The prescription drug Breo Ellipta is a combination of vilanterol and fluticasone furoate, and is manufactured by GSK as well. It is used to treat COPD including chronic bronchitis, emphysema or both. It is not used to relieve sudden breathing problems, hence it won’t replace an inhaler. Breo Ellipta is used to clear up allergies in patients 18 years or older and should only be used if a patient’s healthcare provider prescribes it.
Patients should also be aware of some of the side effects of fluticasone furoate-vilanterol spray which may include back pain, cough, headache, minor nosebleed and sore throat. In case of severe allergic reactions these side effects may also appear: rash, difficulty in breathing, extremely watery nose or eyes, unusual nausea or vomiting, unusual tiredness or weakness. In this case, seek medical attention immediately.
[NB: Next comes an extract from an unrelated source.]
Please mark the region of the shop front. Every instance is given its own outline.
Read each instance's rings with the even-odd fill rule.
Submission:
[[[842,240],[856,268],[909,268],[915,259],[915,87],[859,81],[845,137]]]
Besides improving symptoms, these treatments are also thought to lead to some degree of disease modification. This comparative effectiveness trial that was conducted in a population of patients with COPD was largely unsupervised over the year-long period for which the trial was conducted. this unsupervised method of conducting the trial allowed important factors in usual clinical care to be considered, such as adherence, frequency of dosing, and persistence of good inhaler technique, to come into play.
Future research should be directed towards the development of agents that notably affect the course of disease.